Our visual system normally provides us with reliable, unambiguous information about the external world. Yet there are also numerous situations where visual perception misleads us or provides us with ambiguous results. Ambiguous patterns are amongst the most widely known phenomena in psychological research of the visual system. When, for example, we are looking at Attneave's triangles (Figure 1), at first all seem to point in one particular direction. But after a while, they start to point in another direction. And so on, indefinitely.
Often it has been assumed that such switches are an all-or-none phenomenon. Observe, for instance, that when the triangles change pointing direction they do so all at the same time. But as Attneave already pointed out, this is not always the case; sometimes the triangles lose their sense of direction or point in inconsistent directions, leaving a weakened image of the whole. Similar processes also occur for other ambiguous patterns, such as the widely known Necker-cube, although they are somewhat harder to demonstrate. Global consistency is not as rigidly maintained by the visual system as we might have expected.

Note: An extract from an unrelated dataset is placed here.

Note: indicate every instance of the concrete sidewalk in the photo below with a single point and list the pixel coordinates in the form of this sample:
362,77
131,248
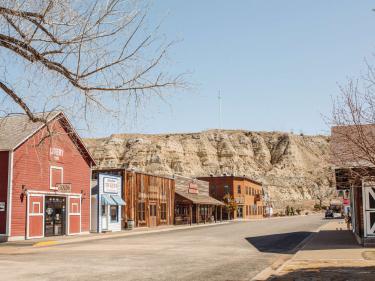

All-or-none or partial, the collapse of global perceptual structure plays an important role in the occurrence of a reversal. This has, indeed, been the assumption for a number of neural theories that describe the switching phenomenon. The Gestalt psychologist Wolfgang Kohler thought that the collapse was due to neural fatigue. Intrinsic instability of neural synchronization is now often believed to be the cause of the collapse of the pattern. All these notions rest on the assumption that there is a unitary, low-level brain event underlying the switching phenomenon. Our recent research, however, has shown that in fact a cascade of events is involved in the breakdown of a given structure and its replacement by another one.
Figure 2, illustrates the sequence of events prior to the switching response, in eye-movement and EEG respectively. In Figure 2A, participants were asked to press a button (BP), any time they see the entire set of triangles change pointing direction. We registered the blink (closing the eyes and opening them again) and saccade (a sudden eye-movement from one eye-fixation position to another) frequency, and pointing-consistent eye-movement (intervals during which participants moved their eyes significantly more frequently in the pointing direction of the triangle indicated by the button press than in any other direction). From 1700 ms to 700 ms prior to the switch response, blinks and saccades are suppressed. In the literature, these phenomena are understood as correlates of cognitive activity. We may, therefore, infer that cognitive activity initiates the switching response. After this period, from approximately 700 ms prior to the button press, we observe an increase in eye-movements that are consistent to the new pointing direction indicated by the button-press. These eye-movements can be associated with conscious awareness of the new pointing direction. After the button press the number of blinks is larger than normal, apparently a form of compensation.
In Figure 2B, we show the time-frequency plot of synchronization in EEG activity for switching in the Necker cube. Warmer colors indicate a higher degree of synchronization between a parietal and frontal site. In this plot, there are three brief events marked by high coherence. The first, around 700 ms, corresponds to the moment where in Figure 2A saccade frequency starts to increase again, and eye-movements are becoming consistent with the new interpretation. This indicates that the new pattern is being established. The second interval of increased synchrony, 350 ms prior to the response, corresponds to the maximum in consistent eye-movements. It may, therefore, indicate the capture of attention by the new pattern. The final bit of synchronization occurs just 120 ms prior to the switch. This may correspond to the manual response.
Figure 2 indicates that switching involves a cognitive event, followed by a sensory event, followed by a motor event. This cascade of events involves all cortical functions in a top-down fashion. This raises the interesting question, whether we can exert voluntary control on our switching behavior. When instructed to try not to switch, switches will become more rare (although care must be taken to distinguish this from merely being more cautious in reporting the occurrence of a switch). When asked to hold one of alternative interpretations, participants can successfully do so, to the extent that that interpretation is more likely to occur over a time interval. But this will not prevent them from switching to another one. Control, therefore, is only possible to a limited degree.
Perceptual switching provides us with an important illustration that the visual system is, in fact, an active system. It doesn't always wait for new information to arrive before assuming a new state, but sometimes changes its state by itself. The results presented suggest that switching is initiated from the higher-order visual functions and is not a result of instabilities within the early visual areas alone. In this sense, there is a striking relationship with mental imagery, which remains to be explored further.